$175 Million Income Tax Cut on the Way in Massachusetts
By Michael P. Norton
State House News Service
While there’s growing talk of a possible recession, Massachusetts workers are about to receive a $175 million income tax break and there’s now a possibility that the 5 percent income tax rate that voters approved in 2000 will actually happen in 2020.
As the weekend got underway Friday, the Baker administration quietly announced that all of the necessary economic triggers had been hit and the income tax will fall from 5.1 percent to 5.05 percent on Jan. 1, 2019.
In August, Revenue Commissioner Christopher Harding certified that fiscal 2018 revenues had easily outpaced the state’s 2.5 percent trigger, and tax revenue growth in four consecutive three-month periods, the most recent one ending this month, was positive enough to force the rate reduction.
The tax relief means $84 million less for the state budget over the last half of fiscal 2019, and its impact over a full fiscal year is $175 million.
While the slight rate cut may not make a huge difference in take-home pay for workers, its $175 million annualized value exceeds the total $160 million increase in aid to local public schools this fiscal year and nearly equals the $200 million in this year’s budget to combat the opioid and heroin epidemic.
In a press release issued at 6 p.m. Friday, Gov. Charlie Baker and Lt. Gov. Karyn Polito applauded the tax rate reduction.
“A strong economy and careful management of the commonwealth’s finances have created the conditions for Massachusetts taxpayers to get a much-deserved break,” said Baker. “We are pleased that next year we will see taxpayers be able to keep more of their hard-earned money.”

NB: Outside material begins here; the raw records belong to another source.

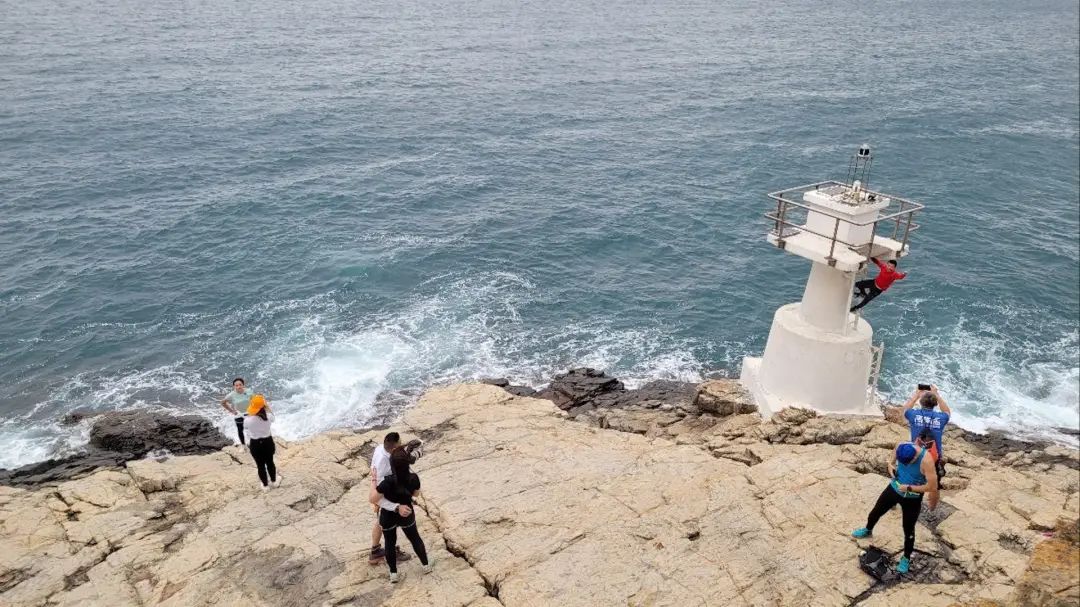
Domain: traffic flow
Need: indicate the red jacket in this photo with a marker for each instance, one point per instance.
(887, 275)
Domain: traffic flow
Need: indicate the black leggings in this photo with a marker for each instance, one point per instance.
(262, 452)
(240, 429)
(868, 291)
(390, 537)
(909, 508)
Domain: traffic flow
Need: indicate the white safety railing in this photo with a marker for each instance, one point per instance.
(877, 352)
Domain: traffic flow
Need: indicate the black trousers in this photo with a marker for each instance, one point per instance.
(909, 509)
(240, 429)
(390, 522)
(868, 291)
(262, 450)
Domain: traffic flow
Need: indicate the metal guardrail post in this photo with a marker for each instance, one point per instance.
(780, 221)
(907, 230)
(832, 247)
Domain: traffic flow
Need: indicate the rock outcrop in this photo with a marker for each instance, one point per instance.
(527, 504)
(120, 436)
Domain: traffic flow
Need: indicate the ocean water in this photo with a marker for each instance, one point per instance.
(345, 202)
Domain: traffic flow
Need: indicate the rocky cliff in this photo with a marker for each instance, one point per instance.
(675, 495)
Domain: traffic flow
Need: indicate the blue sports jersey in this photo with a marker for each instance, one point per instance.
(918, 419)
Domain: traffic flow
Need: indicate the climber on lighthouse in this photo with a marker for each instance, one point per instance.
(872, 287)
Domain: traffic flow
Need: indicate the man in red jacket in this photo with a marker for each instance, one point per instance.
(872, 287)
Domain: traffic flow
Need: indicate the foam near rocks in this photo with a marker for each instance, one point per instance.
(525, 503)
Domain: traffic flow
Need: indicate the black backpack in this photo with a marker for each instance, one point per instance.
(876, 563)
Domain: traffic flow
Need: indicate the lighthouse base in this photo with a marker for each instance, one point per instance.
(805, 366)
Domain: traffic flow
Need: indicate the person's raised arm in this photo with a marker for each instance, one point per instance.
(915, 398)
(941, 402)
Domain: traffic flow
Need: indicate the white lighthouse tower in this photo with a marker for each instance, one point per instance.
(819, 354)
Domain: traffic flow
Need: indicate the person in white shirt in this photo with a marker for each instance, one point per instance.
(260, 442)
(380, 469)
(235, 402)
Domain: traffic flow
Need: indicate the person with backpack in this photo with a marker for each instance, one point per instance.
(260, 442)
(400, 487)
(235, 402)
(928, 425)
(913, 476)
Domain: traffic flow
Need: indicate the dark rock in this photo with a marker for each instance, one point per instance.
(138, 433)
(77, 416)
(63, 469)
(579, 386)
(118, 437)
(521, 390)
(996, 445)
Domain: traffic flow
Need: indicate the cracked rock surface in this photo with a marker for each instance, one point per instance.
(526, 504)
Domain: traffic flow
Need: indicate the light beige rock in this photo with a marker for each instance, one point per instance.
(724, 396)
(524, 507)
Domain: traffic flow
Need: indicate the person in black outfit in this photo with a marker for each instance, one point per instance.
(400, 487)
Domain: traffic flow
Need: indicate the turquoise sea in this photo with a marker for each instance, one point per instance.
(348, 201)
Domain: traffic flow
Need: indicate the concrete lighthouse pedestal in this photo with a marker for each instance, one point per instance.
(805, 366)
(819, 355)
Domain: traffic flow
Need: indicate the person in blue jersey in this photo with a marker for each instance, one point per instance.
(927, 425)
(913, 476)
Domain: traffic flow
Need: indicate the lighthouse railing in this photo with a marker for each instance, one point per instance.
(900, 212)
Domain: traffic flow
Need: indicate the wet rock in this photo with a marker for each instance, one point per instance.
(651, 395)
(121, 436)
(521, 390)
(77, 416)
(62, 469)
(138, 433)
(579, 386)
(724, 396)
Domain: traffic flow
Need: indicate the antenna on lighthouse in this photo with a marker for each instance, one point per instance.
(859, 169)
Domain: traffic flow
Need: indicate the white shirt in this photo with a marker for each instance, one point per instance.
(380, 469)
(255, 427)
(380, 463)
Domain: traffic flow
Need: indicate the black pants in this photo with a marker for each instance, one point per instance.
(240, 429)
(868, 291)
(262, 452)
(909, 509)
(390, 522)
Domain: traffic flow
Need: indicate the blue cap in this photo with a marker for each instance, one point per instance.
(905, 453)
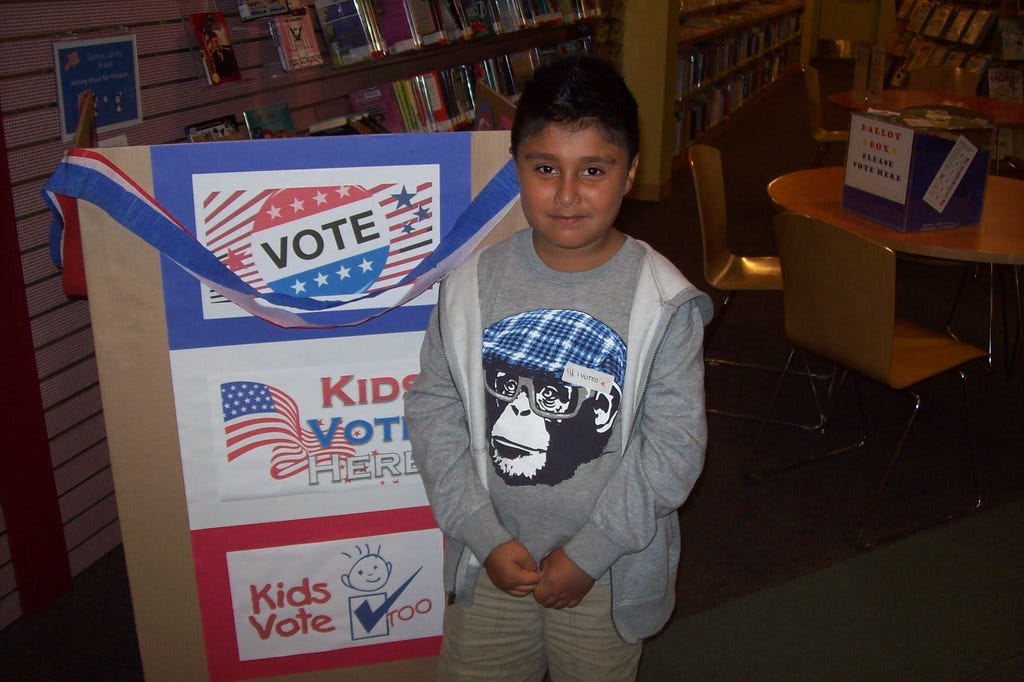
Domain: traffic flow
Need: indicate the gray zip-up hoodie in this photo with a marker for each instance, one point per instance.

Said Polito, “Next year the income tax rate will be the lowest it has been in decades, which will provide welcome relief to workers across the commonwealth. Massachusetts taxpayers deserve the boost that this rate reduction will deliver.”
Michael Heffernan, Baker’s budget chief, called the reduction “a nice break for taxpayers.”
In his first bid for governor in 2010, Baker made reducing the income, sales and corporate tax rates to 5 percent a central theme of his campaign. After losing that year to Gov. Deval Patrick, Baker placed less emphasis on tax relief in his two successful campaigns for governor in 2014 and this year.
5 percent in 2020?
Income tax rate reductions did not occur in 2013 or 2017, but the former 5.3 percent rate fell in 2012, 2014, 2015 and 2016.
In 2002, with Rep. John Rogers serving as House Ways and Means chairman under former Speaker Thomas Finneran, the Legislature pushed through a $1.1 billion tax bill over former Gov. Jane Swift’s veto. That law froze at 5.3 percent the income tax rate, which voters in 2000 had ordered to be cut to 5 percent.
The 2002 tax law also cut the personal exemption from $4,400 to $3,300 for individuals and $8,800 to $6,600 for couples. Those exemptions were restored to their previous levels in the ensuing years, and triggers have slowly ticked the income tax rate back closer to 5 percent, but not quite there yet.
If triggers force the income tax back down to 5 percent on Jan. 1, 2020, another area of taxation addressed in 2002 will be back on the table.
State law currently requires that in the tax year after the income tax reaches 5 percent, the charitable giving deduction, which was in effect for tax year 2000 but subsequently suspended, will be restored.